Figure 11: The image you see here is mostly mirror artefact. The actual object lies very superficially (at the end of the yellow arrow). The object is actually an olive and the highly reflective surface is the bottom of a glass bowl. The yellow arrows represent US reflected from the deep border of the olive. The white arrows represent US reflected from the glass bowl. The red arrows represent the US travelling down and bounced between the olive and the bottom of the bowl. Since this US has travelled further the machine thinks it is coming from a structure deeper than the bottom of the glass bowl, hence the mirror image.
Figure 12: Mirror image where a branch of the portal vein is seen to lie apparently within the lungs (arrow). The diaphragm is clearly seen (arrowheads).
Reverberation artefact can also be seen in the figure 11. This occurs where ultrasound is bounced between two very reflective surfaces in a similar manner to mirror artefact. This can be seen as echogenic bands deep to the reflective surfaces and these represent the ultrasound that has travelled further by bouncing between the surfaces.

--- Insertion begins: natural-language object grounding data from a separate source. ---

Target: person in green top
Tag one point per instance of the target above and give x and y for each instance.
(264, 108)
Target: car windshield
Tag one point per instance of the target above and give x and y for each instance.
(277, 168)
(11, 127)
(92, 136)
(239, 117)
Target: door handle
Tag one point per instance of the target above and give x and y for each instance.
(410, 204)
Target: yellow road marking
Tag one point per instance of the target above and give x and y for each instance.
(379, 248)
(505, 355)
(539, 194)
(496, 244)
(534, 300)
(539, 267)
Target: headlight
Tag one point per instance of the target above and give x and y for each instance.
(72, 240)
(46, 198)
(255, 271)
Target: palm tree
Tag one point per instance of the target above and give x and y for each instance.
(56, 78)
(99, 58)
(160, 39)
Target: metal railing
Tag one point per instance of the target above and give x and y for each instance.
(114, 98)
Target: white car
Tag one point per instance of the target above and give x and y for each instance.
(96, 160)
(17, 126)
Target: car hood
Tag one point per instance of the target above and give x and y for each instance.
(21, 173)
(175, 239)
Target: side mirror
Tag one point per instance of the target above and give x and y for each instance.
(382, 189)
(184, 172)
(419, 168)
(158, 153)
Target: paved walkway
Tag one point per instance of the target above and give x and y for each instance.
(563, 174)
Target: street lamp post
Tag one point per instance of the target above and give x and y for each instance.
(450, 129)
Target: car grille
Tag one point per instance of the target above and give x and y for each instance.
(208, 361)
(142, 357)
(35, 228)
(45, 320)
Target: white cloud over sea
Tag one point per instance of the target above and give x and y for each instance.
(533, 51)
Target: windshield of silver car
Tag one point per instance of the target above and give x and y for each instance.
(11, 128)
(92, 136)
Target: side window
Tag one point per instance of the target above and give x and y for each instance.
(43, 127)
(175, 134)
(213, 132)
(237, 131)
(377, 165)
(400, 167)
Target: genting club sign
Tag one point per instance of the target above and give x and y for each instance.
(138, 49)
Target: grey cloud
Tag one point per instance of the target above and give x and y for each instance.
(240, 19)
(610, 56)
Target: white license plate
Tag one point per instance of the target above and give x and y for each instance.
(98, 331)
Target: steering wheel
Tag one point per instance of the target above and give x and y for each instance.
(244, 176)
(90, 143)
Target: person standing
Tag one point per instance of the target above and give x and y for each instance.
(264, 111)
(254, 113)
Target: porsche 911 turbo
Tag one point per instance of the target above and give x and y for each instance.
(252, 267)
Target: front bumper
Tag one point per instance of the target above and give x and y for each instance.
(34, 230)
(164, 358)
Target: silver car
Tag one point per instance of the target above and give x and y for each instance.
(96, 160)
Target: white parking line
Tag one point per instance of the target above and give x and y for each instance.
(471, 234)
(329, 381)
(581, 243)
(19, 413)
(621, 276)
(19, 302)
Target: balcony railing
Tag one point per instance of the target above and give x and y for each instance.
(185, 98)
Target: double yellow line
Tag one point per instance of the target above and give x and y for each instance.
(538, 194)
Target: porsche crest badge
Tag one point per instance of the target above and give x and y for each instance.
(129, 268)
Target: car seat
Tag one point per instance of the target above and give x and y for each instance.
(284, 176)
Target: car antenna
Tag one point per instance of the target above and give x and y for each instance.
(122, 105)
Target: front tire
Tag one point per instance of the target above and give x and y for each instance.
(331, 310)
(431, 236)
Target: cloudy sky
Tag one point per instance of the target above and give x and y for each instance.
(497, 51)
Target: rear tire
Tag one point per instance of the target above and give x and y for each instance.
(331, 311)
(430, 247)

Aliasing occurs in Doppler where the pulses are not sufficiently frequent to allow accurate estimation of the velocity. If the pulses are not repeated (the pulse repetition frequency, PRF indicates this frequency) at least twice every cycle of the highest frequency returned from the moving object, then it follows that if the probe is not emitting pulses with short enough intervals, it is also not sampling at the necessary intervals to determine the frequency of the Doppler signal. This is partially explained by figure 13.

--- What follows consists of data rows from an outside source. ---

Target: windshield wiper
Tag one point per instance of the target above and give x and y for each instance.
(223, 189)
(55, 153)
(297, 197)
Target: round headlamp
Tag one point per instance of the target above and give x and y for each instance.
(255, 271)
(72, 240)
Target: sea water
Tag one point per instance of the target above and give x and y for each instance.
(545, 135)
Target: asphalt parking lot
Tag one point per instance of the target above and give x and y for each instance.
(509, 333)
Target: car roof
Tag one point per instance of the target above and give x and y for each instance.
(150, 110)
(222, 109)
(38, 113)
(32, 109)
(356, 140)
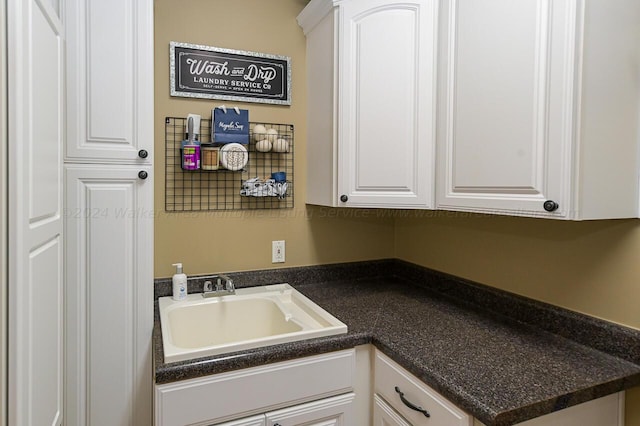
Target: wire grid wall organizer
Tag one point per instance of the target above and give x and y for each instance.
(197, 190)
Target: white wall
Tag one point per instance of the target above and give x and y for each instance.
(3, 218)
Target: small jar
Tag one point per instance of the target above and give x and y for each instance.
(209, 157)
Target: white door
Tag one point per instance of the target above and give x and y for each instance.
(36, 137)
(109, 295)
(335, 411)
(507, 97)
(386, 108)
(110, 81)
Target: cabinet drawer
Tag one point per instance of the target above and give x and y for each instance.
(389, 375)
(226, 396)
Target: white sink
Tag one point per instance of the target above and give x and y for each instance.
(251, 318)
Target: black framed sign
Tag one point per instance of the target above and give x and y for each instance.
(215, 73)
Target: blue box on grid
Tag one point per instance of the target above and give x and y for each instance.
(229, 125)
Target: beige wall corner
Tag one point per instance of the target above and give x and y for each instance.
(213, 241)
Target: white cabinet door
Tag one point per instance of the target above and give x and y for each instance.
(109, 295)
(110, 80)
(386, 94)
(35, 118)
(507, 104)
(384, 415)
(336, 411)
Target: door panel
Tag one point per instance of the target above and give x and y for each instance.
(36, 139)
(387, 97)
(109, 307)
(110, 80)
(506, 138)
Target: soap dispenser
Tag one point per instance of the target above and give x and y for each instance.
(179, 283)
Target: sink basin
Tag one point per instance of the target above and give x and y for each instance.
(251, 318)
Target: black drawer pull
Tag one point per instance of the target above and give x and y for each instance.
(411, 405)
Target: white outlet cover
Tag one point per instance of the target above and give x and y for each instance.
(277, 251)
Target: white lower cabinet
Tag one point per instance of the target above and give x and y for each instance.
(108, 295)
(384, 415)
(395, 389)
(316, 390)
(335, 411)
(401, 390)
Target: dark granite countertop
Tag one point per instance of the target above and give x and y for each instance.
(502, 358)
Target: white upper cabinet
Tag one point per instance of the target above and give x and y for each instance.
(538, 103)
(110, 81)
(371, 87)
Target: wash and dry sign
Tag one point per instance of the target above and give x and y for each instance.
(215, 73)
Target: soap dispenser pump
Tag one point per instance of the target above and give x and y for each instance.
(179, 283)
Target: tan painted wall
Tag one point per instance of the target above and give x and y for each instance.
(209, 242)
(589, 267)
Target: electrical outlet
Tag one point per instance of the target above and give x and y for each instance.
(277, 251)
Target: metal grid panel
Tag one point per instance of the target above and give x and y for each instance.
(196, 190)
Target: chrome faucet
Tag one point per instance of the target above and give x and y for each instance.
(219, 290)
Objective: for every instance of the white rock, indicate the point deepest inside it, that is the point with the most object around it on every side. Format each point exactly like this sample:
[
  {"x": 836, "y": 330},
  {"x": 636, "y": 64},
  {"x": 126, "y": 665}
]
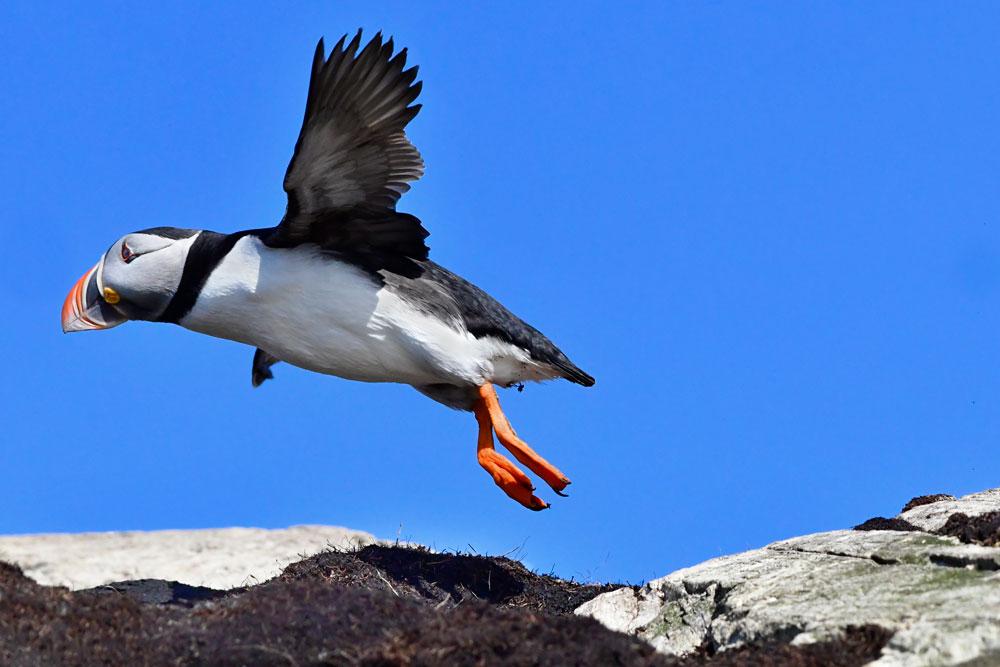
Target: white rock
[
  {"x": 218, "y": 558},
  {"x": 940, "y": 597}
]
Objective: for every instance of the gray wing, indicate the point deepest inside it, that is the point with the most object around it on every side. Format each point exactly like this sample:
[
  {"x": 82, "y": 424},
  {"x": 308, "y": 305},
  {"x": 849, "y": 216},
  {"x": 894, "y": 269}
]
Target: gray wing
[
  {"x": 352, "y": 150},
  {"x": 261, "y": 370}
]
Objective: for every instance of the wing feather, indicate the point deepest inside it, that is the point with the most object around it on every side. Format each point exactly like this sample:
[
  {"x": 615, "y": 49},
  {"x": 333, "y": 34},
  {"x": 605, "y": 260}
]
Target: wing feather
[{"x": 352, "y": 149}]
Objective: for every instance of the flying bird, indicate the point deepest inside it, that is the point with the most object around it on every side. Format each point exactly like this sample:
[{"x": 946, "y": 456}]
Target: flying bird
[{"x": 343, "y": 284}]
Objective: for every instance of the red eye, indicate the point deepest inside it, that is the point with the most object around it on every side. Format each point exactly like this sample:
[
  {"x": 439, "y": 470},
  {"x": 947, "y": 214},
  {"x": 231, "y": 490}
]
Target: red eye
[{"x": 127, "y": 254}]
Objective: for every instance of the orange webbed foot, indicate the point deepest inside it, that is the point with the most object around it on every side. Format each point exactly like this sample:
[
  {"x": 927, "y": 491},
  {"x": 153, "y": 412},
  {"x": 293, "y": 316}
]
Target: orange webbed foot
[{"x": 506, "y": 475}]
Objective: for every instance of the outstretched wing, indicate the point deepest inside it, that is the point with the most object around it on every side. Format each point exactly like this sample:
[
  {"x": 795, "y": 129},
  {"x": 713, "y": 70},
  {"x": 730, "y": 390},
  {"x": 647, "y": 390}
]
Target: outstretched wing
[{"x": 352, "y": 160}]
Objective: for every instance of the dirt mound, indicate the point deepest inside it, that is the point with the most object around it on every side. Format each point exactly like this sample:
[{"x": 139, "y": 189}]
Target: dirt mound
[
  {"x": 376, "y": 606},
  {"x": 446, "y": 579}
]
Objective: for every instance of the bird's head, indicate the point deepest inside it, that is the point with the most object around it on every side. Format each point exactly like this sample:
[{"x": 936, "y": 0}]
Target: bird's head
[{"x": 134, "y": 280}]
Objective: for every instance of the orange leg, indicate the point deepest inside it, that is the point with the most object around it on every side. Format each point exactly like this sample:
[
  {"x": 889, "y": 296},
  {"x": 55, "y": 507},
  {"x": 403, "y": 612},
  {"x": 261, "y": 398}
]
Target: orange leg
[
  {"x": 506, "y": 475},
  {"x": 490, "y": 404}
]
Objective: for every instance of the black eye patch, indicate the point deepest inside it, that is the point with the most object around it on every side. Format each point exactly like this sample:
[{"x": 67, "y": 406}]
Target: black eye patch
[{"x": 127, "y": 254}]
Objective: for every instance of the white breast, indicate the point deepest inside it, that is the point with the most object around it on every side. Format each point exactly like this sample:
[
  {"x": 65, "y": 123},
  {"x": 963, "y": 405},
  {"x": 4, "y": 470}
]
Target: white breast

Figure 13: The lower wave is not sampled at sufficient intervals (vertical lines) to determine its frequency. If this scenario were to occur in colour doppler, the high frequency would erroneously be depicted as a very low frequency (see trace mapped by black dots) and the colour would 'wrap around' to the other side of the scale.
The biophysical effects that give rise to safety issues in ultrasound scanning are heating and mechanical damage (cavitation). The first is easy to understand in that energy is being transmitted in to the body and as a result, some of that energy is dissipated as heat. The second effect is the concept that a mechanical wave (ultrasound) can a result in mechanical effects in the tissue. Since mechanical waves cause compression and rarefaction they can cause the formation of bubbles in a tissue that then burst (cavitation). Both of these effects may cause local cell damage.

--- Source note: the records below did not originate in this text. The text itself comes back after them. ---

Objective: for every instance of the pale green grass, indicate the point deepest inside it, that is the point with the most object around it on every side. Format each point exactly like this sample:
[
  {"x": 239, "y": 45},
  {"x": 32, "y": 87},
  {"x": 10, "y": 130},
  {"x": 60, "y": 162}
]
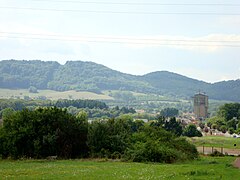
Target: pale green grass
[
  {"x": 216, "y": 141},
  {"x": 50, "y": 94},
  {"x": 205, "y": 168}
]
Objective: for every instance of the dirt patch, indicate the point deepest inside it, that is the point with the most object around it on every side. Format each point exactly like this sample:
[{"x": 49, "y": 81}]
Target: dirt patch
[{"x": 236, "y": 163}]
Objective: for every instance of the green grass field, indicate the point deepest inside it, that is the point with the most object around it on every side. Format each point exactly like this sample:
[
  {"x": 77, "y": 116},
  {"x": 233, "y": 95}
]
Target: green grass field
[
  {"x": 50, "y": 94},
  {"x": 216, "y": 141},
  {"x": 204, "y": 168}
]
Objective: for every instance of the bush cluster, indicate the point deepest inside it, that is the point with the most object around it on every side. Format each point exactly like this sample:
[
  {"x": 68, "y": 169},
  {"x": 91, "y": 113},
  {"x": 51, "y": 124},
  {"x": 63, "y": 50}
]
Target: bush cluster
[{"x": 52, "y": 131}]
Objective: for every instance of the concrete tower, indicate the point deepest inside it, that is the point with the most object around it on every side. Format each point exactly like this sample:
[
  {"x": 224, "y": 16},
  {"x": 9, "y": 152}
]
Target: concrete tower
[{"x": 201, "y": 105}]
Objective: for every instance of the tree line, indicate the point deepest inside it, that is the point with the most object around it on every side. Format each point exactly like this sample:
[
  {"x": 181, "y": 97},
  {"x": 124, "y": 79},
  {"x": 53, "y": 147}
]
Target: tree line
[{"x": 52, "y": 131}]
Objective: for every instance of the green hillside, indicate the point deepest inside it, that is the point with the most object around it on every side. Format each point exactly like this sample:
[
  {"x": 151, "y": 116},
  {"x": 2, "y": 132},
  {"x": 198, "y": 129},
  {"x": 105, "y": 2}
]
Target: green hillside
[{"x": 92, "y": 77}]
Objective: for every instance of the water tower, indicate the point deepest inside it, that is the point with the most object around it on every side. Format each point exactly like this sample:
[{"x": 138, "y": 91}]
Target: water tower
[{"x": 201, "y": 105}]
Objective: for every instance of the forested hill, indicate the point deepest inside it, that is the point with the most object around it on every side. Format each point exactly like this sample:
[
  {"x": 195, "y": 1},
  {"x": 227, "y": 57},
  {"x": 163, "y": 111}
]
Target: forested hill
[{"x": 89, "y": 76}]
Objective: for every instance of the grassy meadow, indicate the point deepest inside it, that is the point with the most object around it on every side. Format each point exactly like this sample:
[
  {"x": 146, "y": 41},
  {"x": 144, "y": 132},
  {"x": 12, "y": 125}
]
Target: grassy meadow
[
  {"x": 216, "y": 141},
  {"x": 203, "y": 168}
]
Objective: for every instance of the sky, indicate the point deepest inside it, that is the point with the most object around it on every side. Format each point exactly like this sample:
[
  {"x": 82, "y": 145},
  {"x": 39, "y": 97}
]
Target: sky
[{"x": 198, "y": 39}]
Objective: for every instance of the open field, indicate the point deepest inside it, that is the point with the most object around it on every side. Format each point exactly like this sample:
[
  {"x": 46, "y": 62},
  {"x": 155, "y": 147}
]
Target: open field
[
  {"x": 205, "y": 168},
  {"x": 50, "y": 94},
  {"x": 216, "y": 141}
]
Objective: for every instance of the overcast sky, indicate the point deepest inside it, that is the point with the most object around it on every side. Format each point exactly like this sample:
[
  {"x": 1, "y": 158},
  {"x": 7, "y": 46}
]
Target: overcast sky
[{"x": 131, "y": 36}]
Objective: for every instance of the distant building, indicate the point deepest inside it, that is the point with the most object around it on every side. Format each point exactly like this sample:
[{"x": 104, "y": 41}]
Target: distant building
[{"x": 200, "y": 105}]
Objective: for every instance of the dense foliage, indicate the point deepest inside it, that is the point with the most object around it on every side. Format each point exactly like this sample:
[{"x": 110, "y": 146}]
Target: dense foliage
[
  {"x": 89, "y": 76},
  {"x": 51, "y": 131},
  {"x": 43, "y": 132},
  {"x": 19, "y": 104}
]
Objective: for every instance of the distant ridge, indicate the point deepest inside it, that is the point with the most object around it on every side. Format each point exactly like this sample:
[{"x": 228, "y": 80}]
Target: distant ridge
[{"x": 90, "y": 76}]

The effects are indicated in modern scanners by indices. The thermal index indicates the ratio between the power a tissue is exposed to and the power required to cause a 1oC rise in temperature at any point along the path of the ultrasound. Higher values obviously indicate a higher potential for temperature rise. The mechanical index is a calculation of the greatest amplitude of the pressure pulse caused by the ultrasound.
All you need to know: ultrasound doesn't use ionising radiation and is therefore 'safe'. There can be safety concerns, however, when scanning heat sensitive structures such as the foetus.
1. Feldman MK, Katyal S, Blackwood MS. US Artifacts. Radiographics. 2009;29(4):1179-1189.
2. Dendy PP, Heaton B. Physics for Diagnostic Radiology. 2nd ed. Taylor & Francis; 1999.
3. Allisy-Roberts Penelope, Williams Jerry. Farr's Physics for Medical Imaging. 2nd ed. Saunders Ltd.; 2007.